Starring: Chris Hemsworth (Thor), Daniel Bruhl (Inglourious Basterds), Olivia Wilde (Tron: Legacy)
Director: Ron Howard (A Beautiful Mind)
Writer: Peter Morgan (Frost/Nixon)
Runtime: 2 hours 3 minutes
Release Date: 13 September (UK), 20 September (US)
I’ve never been particularly interest in Formula 1 or car racing in general, but the tale Rush tells, like any good sports movie, appeals beyond fans of the sport. This isn’t a movie just about driving very fast (though that is a part of it); this is a film about rivalry, friendship and life in general. Let me explain a bit more…
I’m not well versed in the real life events that inspired the film, so I can’t really comment on how accurate it is but from what I’ve heard it sticks to the truth pretty closely. The story evolves from both the perspectives of Hunt (Hemsworth) and Lauda (Bruhl), and the dual protagonist angle surprisingly works. Much like fellow sports movie Warrior, the film gets you rooting for both sides and makes the races between them that much more tense. Both Hunt and Lauda are given equal screen time, and both have plenty of downtime together or apart to develop them. The emotions run high in the picture, and you will be there with them every step of the way. Props must go to Peter Morgan for his effective screenwriting, and that combined with the superb direction from Ron Howard help elevate this story to greater heights.
But this film would be nowhere without our leads. Hemsworth has never been better; he perfectly pulls off both the wild ladies’ man and frustrated hothead aspects of the character. Bruhl, meanwhile, acts as a great counterbalance with his tempered, sensible demeanour. The two play off each other brilliantly, and you grow to like both of them despite their differences and problems. The rest of the supporting cast is full of mostly unknowns. Olivia Wilde is the only other major face is the film and, whilst she is really good in it, she’s only in the movie for about 15 minutes. But stars a great movie does not guarantee, and everyone else does a great job supporting the leads.
Whilst the core of the movie is character-based, the race sequences are top notch as well. They feel intense and rapid, thanks to creative cinematography and whip-smart editing. If all Formula 1 races were shot like this, I’d probably watch it.
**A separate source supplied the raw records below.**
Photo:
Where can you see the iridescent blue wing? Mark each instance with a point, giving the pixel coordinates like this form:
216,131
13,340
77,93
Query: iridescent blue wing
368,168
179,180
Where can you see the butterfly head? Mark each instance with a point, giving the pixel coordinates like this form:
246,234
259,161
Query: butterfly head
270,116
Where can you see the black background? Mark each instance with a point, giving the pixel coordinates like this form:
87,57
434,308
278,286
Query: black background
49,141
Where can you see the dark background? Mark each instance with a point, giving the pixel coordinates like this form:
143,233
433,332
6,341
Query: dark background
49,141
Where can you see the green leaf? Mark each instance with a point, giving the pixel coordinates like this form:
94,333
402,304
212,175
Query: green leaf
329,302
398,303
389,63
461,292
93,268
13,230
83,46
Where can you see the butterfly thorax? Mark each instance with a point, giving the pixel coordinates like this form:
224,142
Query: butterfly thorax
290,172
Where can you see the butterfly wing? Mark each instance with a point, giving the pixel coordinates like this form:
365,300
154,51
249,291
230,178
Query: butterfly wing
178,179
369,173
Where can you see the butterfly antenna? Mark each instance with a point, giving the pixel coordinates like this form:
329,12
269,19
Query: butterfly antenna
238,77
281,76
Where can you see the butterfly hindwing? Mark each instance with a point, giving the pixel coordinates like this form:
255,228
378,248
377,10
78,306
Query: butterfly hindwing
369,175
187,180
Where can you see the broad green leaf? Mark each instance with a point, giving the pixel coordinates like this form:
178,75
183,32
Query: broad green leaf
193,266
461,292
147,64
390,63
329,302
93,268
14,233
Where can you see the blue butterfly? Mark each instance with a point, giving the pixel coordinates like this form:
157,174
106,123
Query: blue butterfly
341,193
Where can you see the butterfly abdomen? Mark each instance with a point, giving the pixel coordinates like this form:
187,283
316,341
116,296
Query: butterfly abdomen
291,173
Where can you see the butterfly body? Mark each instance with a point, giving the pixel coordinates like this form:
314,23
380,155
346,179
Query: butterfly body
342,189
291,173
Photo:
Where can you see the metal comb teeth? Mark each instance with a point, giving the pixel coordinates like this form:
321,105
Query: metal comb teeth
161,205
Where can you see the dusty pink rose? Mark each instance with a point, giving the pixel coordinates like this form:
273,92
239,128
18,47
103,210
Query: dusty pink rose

The sound design compliments the visuals greatly too, full of plenty of revving engines and squealing tyres to get all of your inner petrolheads engaged. Hans Zimmer’s score is much more subtle than his usual work, but again he proves himself as one of the best composers working today. Special mention must also be made to the make-up work on Bruhl after his accident; it’s quite possibly the best burn victim make-up I’ve seen in a picture.
This review has been brief, but there’s not much more to say: Rush is one of the best movies I’ve seen so far this year. It nails everything it does and keeps you engaged regardless of your interest in the subject matter. It is certainly Howard’s best movie in a while, and I do see it having Oscar potential, especially for the acting and writing. Though I have nothing bad to say, I can’t give it a perfect score. 10/10’s for me are reserved for films that get very strong emotional reactions out of me; whilst Rush did move me several times, I can’t quite give it my highest recommendation. Regardless, you absolutely must see it ASAP.